I could use a brush up my self but the reason for this thread is to find out if the is a Android 101 write up out there?

Looking for the Bascis:

What root does.
What ROM is.
Kernals

Blah blah blah

I know enough to get myself in trouble but not enough to show someone anything.

It would be nice to have something like this to pass along.

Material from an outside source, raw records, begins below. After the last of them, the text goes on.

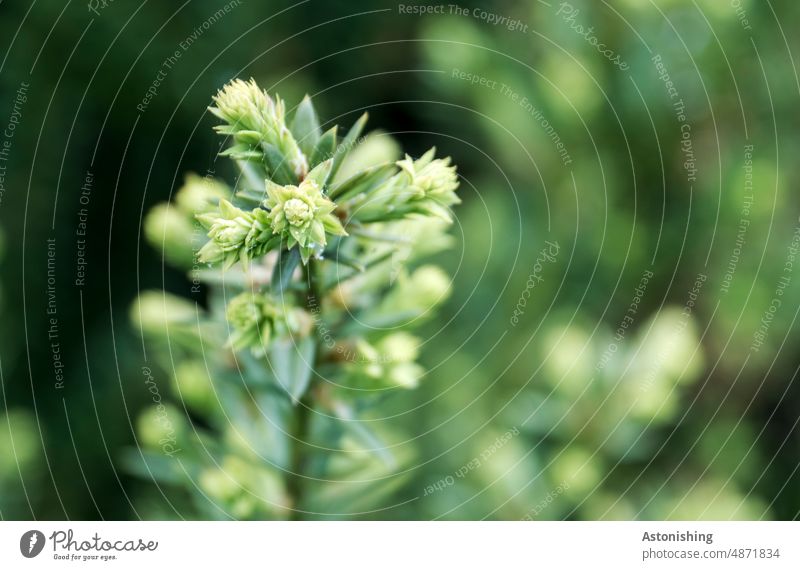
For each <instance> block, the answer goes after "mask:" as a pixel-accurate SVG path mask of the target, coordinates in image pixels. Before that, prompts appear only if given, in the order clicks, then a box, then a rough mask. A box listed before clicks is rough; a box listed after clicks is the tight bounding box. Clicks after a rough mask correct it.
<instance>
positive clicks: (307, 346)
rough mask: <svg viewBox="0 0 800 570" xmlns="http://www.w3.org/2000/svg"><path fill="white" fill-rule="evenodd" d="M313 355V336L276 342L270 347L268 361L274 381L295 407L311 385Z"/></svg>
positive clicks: (284, 339)
mask: <svg viewBox="0 0 800 570" xmlns="http://www.w3.org/2000/svg"><path fill="white" fill-rule="evenodd" d="M315 353H316V342H315V340H314V337H313V336H308V337H305V338H302V339H294V338H289V339H281V340H276V341H274V342H273V343H272V344H271V345H270V350H269V361H270V364H271V365H272V370H273V372H274V374H275V379H276V380H277V382H278V384H279V385H280V386H281V387H282V388H283V389H284V390H286V392H287V393H288V394H289V397H290V398H291V400H292V403H293V404H295V405H297V403H298V402H299V401H300V398H302V397H303V394H305V393H306V390H307V389H308V386H309V384H310V383H311V376H312V374H313V372H314V355H315Z"/></svg>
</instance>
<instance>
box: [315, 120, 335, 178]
mask: <svg viewBox="0 0 800 570" xmlns="http://www.w3.org/2000/svg"><path fill="white" fill-rule="evenodd" d="M338 128H339V127H336V126H334V127H332V128H330V129H328V130H327V131H325V134H323V135H322V136H321V137H320V139H319V141H317V146H315V147H314V152H312V153H311V162H310V163H309V165H308V166H309V168H314V167H315V166H316V165H318V164H319V163H320V162H324V161H326V160H328V159H329V158H332V157H333V151H334V149H335V148H336V131H337V129H338Z"/></svg>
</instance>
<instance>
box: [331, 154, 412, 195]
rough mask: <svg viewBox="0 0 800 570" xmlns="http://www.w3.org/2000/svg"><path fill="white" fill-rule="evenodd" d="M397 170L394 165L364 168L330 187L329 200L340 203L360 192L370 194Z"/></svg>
mask: <svg viewBox="0 0 800 570" xmlns="http://www.w3.org/2000/svg"><path fill="white" fill-rule="evenodd" d="M396 170H397V168H396V167H395V165H394V163H391V162H390V163H387V164H379V165H377V166H371V167H369V168H365V169H364V170H361V171H359V172H358V173H356V174H354V175H353V176H351V177H350V178H348V179H347V180H343V181H342V182H340V183H338V184H336V185H334V186H333V187H331V190H330V192H329V195H330V198H331V200H335V201H341V200H344V199H346V198H349V197H351V196H355V195H357V194H360V193H361V192H365V193H366V192H370V191H371V190H373V189H375V188H377V187H378V186H379V185H380V184H382V183H383V182H385V181H386V180H388V179H389V178H390V177H391V176H392V175H393V174H394V173H395V172H396Z"/></svg>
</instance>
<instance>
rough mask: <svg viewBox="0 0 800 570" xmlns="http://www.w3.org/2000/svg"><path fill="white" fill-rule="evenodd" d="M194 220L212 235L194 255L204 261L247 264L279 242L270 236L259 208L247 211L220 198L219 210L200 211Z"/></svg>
mask: <svg viewBox="0 0 800 570" xmlns="http://www.w3.org/2000/svg"><path fill="white" fill-rule="evenodd" d="M197 219H198V221H199V222H200V223H201V224H202V225H203V226H204V227H205V228H206V229H208V237H209V238H211V241H210V242H208V243H207V244H206V245H204V246H203V247H202V248H201V249H200V251H199V252H198V254H197V258H198V260H199V261H201V262H204V263H218V262H222V263H223V266H224V267H225V268H229V267H231V266H232V265H233V264H234V263H236V262H237V261H241V262H243V263H245V264H247V263H248V262H249V260H251V259H254V258H257V257H261V256H263V255H264V254H265V253H267V252H268V251H269V250H270V249H272V248H274V247H275V246H277V245H278V243H279V242H280V240H279V239H278V238H276V237H275V236H274V235H273V231H272V228H271V221H270V218H269V214H268V212H267V211H265V210H263V209H261V208H256V209H255V210H252V211H250V212H247V211H244V210H241V209H239V208H237V207H236V206H234V205H233V204H231V203H230V202H228V201H227V200H220V203H219V210H218V212H209V213H205V214H200V215H198V216H197Z"/></svg>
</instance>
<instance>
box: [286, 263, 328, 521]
mask: <svg viewBox="0 0 800 570" xmlns="http://www.w3.org/2000/svg"><path fill="white" fill-rule="evenodd" d="M315 269H316V267H315V262H314V260H313V259H311V260H309V262H308V265H306V266H305V267H304V270H303V274H304V277H305V279H306V282H307V286H308V288H307V290H306V309H307V310H308V311H309V312H312V311H318V310H319V309H320V303H321V299H320V296H319V291H318V283H317V278H316V275H315ZM313 334H314V339H315V340H314V342H315V345H316V346H315V350H314V363H313V366H314V368H315V369H316V368H317V363H318V362H319V348H320V342H319V335H318V333H317V331H316V330H315V332H314V333H313ZM313 374H314V372H312V379H311V383H310V385H309V387H308V390H307V391H306V393H305V395H304V396H303V397H302V398H300V401H299V402H298V403H297V406H296V414H295V415H296V417H295V424H294V429H293V430H292V441H291V448H292V449H291V466H290V474H289V479H288V481H287V490H288V491H289V494H290V495H291V497H292V498H293V499H294V509H293V510H292V513H291V516H290V519H291V520H300V519H301V518H302V513H301V512H300V510H299V509H300V505H301V504H302V499H303V487H304V481H303V479H304V476H303V472H304V471H305V463H306V447H307V443H306V442H307V441H308V438H309V434H310V428H311V418H312V416H313V411H314V399H313V397H312V393H313V391H312V386H313V384H314V377H313Z"/></svg>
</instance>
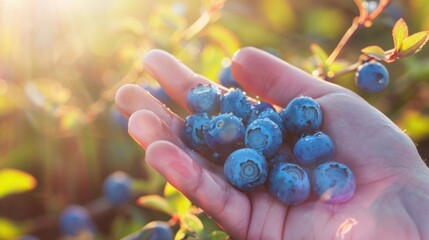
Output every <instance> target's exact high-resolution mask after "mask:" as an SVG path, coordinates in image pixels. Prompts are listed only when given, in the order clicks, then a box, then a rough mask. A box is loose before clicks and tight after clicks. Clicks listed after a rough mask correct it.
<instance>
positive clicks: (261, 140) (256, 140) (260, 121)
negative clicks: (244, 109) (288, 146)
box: [244, 118, 283, 158]
mask: <svg viewBox="0 0 429 240" xmlns="http://www.w3.org/2000/svg"><path fill="white" fill-rule="evenodd" d="M282 140H283V138H282V132H281V130H280V128H279V126H278V125H277V124H275V123H274V122H273V121H271V120H270V119H267V118H262V119H256V120H255V121H253V122H252V123H250V124H249V125H248V126H247V128H246V134H245V136H244V144H245V145H246V147H248V148H253V149H255V150H257V151H258V152H260V153H262V154H263V155H264V156H265V157H267V158H270V157H273V156H274V155H276V154H277V152H278V151H279V149H280V147H281V145H282V143H283V141H282Z"/></svg>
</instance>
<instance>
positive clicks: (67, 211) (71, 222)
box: [60, 205, 95, 236]
mask: <svg viewBox="0 0 429 240" xmlns="http://www.w3.org/2000/svg"><path fill="white" fill-rule="evenodd" d="M60 228H61V233H62V234H63V235H65V236H77V235H78V234H79V233H81V232H89V233H93V232H95V226H94V224H93V222H92V221H91V219H90V216H89V214H88V211H87V210H86V209H85V208H84V207H82V206H80V205H70V206H68V207H67V208H65V209H64V210H63V212H62V213H61V216H60Z"/></svg>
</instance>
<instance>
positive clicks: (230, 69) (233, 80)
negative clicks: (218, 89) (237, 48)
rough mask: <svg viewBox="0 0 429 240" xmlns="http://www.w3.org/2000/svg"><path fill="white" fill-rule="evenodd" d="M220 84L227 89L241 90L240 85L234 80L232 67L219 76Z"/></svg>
mask: <svg viewBox="0 0 429 240" xmlns="http://www.w3.org/2000/svg"><path fill="white" fill-rule="evenodd" d="M219 81H220V83H221V84H222V85H223V86H225V87H226V88H240V87H241V86H240V84H239V83H238V82H237V80H235V79H234V77H233V76H232V72H231V66H228V67H225V68H223V69H222V70H221V72H220V74H219Z"/></svg>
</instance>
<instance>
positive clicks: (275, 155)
mask: <svg viewBox="0 0 429 240" xmlns="http://www.w3.org/2000/svg"><path fill="white" fill-rule="evenodd" d="M291 162H292V157H291V156H290V155H289V154H287V153H277V154H276V155H275V156H274V157H272V158H271V159H269V160H268V168H269V169H273V168H274V167H275V166H276V165H277V164H279V163H291Z"/></svg>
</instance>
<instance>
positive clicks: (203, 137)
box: [182, 113, 210, 152]
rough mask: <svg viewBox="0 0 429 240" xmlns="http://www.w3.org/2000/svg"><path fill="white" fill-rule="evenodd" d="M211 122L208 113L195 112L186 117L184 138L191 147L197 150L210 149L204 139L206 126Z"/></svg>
mask: <svg viewBox="0 0 429 240" xmlns="http://www.w3.org/2000/svg"><path fill="white" fill-rule="evenodd" d="M209 122H210V117H209V116H208V115H207V113H195V114H193V115H189V116H187V117H186V119H185V127H184V128H183V137H182V139H183V141H184V142H185V143H186V145H187V146H188V147H189V148H191V149H193V150H195V151H197V152H203V151H205V150H207V149H208V147H207V144H206V142H205V140H204V126H205V125H207V124H209Z"/></svg>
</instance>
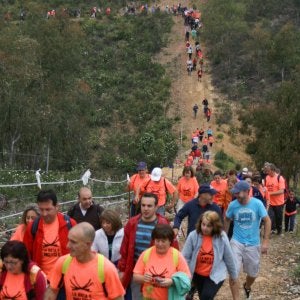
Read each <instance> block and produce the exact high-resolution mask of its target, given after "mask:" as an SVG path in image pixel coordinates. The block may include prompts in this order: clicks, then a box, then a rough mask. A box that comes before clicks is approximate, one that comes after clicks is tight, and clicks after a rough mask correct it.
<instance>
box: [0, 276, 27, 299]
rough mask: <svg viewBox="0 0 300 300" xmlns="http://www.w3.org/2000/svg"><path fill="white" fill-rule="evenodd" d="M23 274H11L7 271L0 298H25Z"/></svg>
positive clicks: (24, 288) (11, 298)
mask: <svg viewBox="0 0 300 300" xmlns="http://www.w3.org/2000/svg"><path fill="white" fill-rule="evenodd" d="M24 277H25V274H24V273H21V274H12V273H10V272H7V274H6V278H5V281H4V284H3V287H2V290H1V293H0V296H1V299H18V300H27V295H26V291H25V286H24Z"/></svg>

Any help would be greatly appreciated

Thanks
Daver Out!


----------



## PonsAsinorem (Oct 10, 2011)

Here's root

wiki.rootzwiki.com/Main_Page


----------



## TwinShadow (Oct 17, 2011)

There's root in the last post.

ROM's are basically the software the OS is running on. Some are more close to the stock Android experience than others like ASUS tablets or some others. Other companies do something with Android to differentiate a bit like Motorola with Blur, Samsung and Touchwiz, and HTC with Sense. You also have the other kind which are AOSP (Android Open-Source Project) based such as CyanogenMod which take the original Android code, build it on particular phones, add other software for the ROM, and release it for different phones/tablets.

Far as kernels go, its a bit complicated. The simple answer is that its the base system the OS runs on. Android is based off the Linux kernel, which is where the "root" comes from. It basically tells how the system will boot as well as memory management and other things. You can get more information here: http://www.howtogeek.com/howto/31632/what-is-the-linux-kernel-and-what-does-it-do/


----------



## daveronline (Apr 28, 2012)

Thanks a lot!

Sent from my DROID RAZR using Tapatalk 2


----------